Præneste had in early times only one spring within the city walls, just inside the gate leading into the arx. There were other springs on the mountain to the east and northeast, but too far away to be included within the walls. Because of their height above the valley, they were to a certain extent available even in times of warfare and siege. As the upper spring dried up early, and the others were a little precarious, an elaborate system of reservoirs was developed, a plan which the natural terraces of the mountain slope invited, and a plan which gave more space to the town itself with the work of leveling necessary for the reservoirs. These reservoirs were all public property. They were at first dependent upon collection from rains or from spring water carried in from outside the city walls. Later, however, aqueducts were made and connected with the reservoirs.

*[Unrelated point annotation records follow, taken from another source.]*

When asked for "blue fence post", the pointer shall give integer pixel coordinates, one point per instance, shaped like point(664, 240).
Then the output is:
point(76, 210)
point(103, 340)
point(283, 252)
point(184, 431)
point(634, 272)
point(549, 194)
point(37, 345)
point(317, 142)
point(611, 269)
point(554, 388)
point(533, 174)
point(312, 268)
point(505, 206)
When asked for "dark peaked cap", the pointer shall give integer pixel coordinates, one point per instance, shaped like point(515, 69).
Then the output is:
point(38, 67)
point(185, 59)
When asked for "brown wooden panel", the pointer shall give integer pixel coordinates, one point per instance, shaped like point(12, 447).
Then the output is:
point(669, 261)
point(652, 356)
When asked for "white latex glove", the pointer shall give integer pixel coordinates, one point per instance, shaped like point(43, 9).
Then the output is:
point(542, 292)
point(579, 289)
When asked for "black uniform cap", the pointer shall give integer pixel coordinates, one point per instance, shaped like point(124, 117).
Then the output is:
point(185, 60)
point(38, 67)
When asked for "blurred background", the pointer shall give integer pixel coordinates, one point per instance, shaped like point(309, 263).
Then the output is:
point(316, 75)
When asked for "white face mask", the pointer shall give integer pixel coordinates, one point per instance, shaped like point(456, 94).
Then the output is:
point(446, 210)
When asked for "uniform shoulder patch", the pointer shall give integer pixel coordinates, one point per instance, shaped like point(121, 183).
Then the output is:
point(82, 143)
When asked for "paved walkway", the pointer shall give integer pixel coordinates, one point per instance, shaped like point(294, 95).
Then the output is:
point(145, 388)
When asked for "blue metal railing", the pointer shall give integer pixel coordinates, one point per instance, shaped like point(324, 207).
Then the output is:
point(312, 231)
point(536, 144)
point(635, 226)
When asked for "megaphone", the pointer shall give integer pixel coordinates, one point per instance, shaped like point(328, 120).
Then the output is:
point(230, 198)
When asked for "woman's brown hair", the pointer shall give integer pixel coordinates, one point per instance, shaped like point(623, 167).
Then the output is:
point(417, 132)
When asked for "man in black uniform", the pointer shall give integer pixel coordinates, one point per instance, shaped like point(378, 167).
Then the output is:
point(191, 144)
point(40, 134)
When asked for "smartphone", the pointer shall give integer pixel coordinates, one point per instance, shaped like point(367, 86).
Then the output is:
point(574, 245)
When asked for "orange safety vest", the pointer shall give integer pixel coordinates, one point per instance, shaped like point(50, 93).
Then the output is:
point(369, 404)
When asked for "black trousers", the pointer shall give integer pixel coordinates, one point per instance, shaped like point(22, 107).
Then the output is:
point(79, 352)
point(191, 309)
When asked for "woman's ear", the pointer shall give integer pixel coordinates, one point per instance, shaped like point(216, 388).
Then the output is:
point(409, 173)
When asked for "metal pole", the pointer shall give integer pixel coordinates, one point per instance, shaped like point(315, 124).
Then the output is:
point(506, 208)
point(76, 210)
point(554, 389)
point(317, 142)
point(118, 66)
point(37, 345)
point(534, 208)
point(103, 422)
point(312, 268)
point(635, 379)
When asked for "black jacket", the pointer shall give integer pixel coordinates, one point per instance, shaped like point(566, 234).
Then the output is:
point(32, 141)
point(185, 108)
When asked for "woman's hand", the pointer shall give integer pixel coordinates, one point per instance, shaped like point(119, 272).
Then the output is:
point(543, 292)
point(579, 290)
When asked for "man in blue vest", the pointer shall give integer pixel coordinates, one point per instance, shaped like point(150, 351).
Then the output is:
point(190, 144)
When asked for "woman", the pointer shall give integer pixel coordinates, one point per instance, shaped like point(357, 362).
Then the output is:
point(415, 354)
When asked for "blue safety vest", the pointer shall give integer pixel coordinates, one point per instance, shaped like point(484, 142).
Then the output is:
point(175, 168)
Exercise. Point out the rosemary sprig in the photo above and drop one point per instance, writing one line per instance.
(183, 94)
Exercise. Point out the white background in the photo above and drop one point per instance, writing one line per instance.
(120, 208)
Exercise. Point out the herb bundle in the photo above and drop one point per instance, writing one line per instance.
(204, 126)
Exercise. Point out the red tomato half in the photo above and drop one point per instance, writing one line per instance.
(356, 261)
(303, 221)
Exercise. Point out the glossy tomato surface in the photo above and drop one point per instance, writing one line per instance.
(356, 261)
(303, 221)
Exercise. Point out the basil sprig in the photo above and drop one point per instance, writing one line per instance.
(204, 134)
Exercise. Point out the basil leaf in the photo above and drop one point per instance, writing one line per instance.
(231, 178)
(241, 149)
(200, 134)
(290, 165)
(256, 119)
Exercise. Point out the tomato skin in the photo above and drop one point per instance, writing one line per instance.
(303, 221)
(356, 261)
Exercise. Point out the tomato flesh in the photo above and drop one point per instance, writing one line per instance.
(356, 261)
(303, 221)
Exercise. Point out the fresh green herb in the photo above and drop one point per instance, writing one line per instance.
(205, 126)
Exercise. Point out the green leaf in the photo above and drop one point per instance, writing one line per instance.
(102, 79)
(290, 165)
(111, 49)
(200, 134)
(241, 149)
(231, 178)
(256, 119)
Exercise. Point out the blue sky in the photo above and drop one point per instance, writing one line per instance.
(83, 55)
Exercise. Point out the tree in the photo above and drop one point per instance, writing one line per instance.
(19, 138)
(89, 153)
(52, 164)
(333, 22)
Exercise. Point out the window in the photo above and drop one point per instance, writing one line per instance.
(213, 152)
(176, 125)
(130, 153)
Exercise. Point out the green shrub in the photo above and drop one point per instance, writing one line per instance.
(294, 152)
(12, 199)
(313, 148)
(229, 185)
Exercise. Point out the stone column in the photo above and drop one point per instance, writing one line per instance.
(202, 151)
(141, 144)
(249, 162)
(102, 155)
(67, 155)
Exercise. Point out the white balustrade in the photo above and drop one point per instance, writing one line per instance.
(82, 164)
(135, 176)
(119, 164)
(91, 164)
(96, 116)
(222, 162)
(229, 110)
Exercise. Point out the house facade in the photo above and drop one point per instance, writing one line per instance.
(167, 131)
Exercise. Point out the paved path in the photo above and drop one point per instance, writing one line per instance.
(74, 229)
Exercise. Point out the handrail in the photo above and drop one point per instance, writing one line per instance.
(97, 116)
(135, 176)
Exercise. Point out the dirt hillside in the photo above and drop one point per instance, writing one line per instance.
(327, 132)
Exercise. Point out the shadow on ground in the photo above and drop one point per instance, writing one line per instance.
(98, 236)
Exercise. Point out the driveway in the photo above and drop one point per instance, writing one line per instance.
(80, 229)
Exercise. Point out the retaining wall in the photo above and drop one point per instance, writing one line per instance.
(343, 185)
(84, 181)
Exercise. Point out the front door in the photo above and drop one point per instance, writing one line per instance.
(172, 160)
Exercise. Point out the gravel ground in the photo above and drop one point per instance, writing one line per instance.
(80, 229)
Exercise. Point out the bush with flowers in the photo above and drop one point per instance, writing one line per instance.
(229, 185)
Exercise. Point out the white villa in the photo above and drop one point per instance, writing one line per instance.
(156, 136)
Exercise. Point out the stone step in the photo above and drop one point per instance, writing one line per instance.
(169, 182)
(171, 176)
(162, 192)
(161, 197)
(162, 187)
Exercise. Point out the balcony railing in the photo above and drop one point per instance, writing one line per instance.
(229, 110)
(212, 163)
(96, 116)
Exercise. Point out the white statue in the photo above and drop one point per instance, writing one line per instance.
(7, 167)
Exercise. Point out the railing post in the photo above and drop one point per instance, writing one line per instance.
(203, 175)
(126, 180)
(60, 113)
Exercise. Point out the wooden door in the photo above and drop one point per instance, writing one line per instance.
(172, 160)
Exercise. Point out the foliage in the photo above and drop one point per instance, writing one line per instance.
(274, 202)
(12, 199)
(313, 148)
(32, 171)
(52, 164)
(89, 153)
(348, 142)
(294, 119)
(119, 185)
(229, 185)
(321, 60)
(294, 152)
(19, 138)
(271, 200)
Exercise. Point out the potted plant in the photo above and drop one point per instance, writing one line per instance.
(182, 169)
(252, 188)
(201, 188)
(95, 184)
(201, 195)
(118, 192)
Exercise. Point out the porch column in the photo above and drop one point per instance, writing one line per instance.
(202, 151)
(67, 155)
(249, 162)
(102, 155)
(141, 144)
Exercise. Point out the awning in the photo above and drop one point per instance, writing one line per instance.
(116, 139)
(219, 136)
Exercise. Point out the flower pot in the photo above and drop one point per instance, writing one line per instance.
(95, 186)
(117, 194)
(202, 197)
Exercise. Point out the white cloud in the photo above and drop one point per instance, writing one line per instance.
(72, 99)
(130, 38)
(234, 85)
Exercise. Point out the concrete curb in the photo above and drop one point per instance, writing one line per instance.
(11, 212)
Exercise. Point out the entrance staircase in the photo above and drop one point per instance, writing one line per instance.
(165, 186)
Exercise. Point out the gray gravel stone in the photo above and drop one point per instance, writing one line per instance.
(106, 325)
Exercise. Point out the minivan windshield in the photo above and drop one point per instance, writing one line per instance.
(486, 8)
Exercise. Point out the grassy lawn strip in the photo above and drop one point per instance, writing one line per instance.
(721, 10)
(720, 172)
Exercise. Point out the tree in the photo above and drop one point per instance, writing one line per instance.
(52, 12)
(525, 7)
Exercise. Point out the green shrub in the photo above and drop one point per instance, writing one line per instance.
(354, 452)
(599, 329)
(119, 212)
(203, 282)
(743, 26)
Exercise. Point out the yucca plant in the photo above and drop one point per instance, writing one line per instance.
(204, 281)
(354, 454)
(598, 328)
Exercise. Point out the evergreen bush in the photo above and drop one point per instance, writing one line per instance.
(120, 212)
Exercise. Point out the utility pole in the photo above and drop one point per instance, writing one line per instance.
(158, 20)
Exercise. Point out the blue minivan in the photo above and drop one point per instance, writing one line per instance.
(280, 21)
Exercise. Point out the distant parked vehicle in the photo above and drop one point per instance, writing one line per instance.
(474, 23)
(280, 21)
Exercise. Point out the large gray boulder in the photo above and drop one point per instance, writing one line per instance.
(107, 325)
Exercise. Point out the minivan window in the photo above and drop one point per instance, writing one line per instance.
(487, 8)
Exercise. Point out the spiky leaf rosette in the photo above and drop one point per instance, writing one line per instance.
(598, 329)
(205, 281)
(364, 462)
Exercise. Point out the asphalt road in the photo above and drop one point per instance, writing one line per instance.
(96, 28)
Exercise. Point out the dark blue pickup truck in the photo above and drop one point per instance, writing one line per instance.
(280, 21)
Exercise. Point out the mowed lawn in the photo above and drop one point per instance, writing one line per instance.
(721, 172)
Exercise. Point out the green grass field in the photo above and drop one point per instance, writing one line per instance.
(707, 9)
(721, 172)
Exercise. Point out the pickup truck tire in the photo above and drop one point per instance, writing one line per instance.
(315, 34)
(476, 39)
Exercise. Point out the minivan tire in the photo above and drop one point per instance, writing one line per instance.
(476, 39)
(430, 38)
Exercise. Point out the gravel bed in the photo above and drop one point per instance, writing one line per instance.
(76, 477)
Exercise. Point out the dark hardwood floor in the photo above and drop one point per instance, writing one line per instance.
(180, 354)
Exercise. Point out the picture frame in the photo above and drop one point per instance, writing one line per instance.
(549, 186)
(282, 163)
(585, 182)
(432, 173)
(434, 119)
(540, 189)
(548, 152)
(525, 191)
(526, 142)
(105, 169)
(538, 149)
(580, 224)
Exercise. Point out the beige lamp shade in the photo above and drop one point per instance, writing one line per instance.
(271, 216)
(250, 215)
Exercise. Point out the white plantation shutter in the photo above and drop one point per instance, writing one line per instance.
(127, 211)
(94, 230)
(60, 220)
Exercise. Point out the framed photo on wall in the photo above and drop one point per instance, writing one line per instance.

With the expansion of the town to the plain below, this system gave great opportunity for the development of baths, fountains, and waterworks,[[97]] for Præneste wished to vie with Tibur and Rome, where the Anio river and the many aqueducts had made possible great things for public use and municipal adornment.
THE TEMPLE OF FORTUNA PRIMIGENIA.
Nusquam se fortunatiorem quam Præneste vidisse Fortunam.[[98]] In this way Cicero reports a popular saying which makes clear the fame of the goddess Fortuna Primigenia and her temple at Præneste.[[99]]
The excavations at Præneste in the eighteenth century brought the city again into prominence, and from that time to the present, Præneste has offered much material for archæologists and historians.
But the temple of Fortuna has constituted the principal interest and engaged the particular attention of everyone who has worked upon the history of the town, because the early enthusiastic view was that the temple occupied the whole slope of the mountain,[[100]] and that the present city was built on the terraces and in the ruins of the temple. Every successive study, however, of the city from a topographical point of view has lessened more and more the estimated size of the temple, until now all that can be maintained successfully is that there are two separate temples built at different times, the later and larger one occupying a position two terraces higher than the older and more important temple below.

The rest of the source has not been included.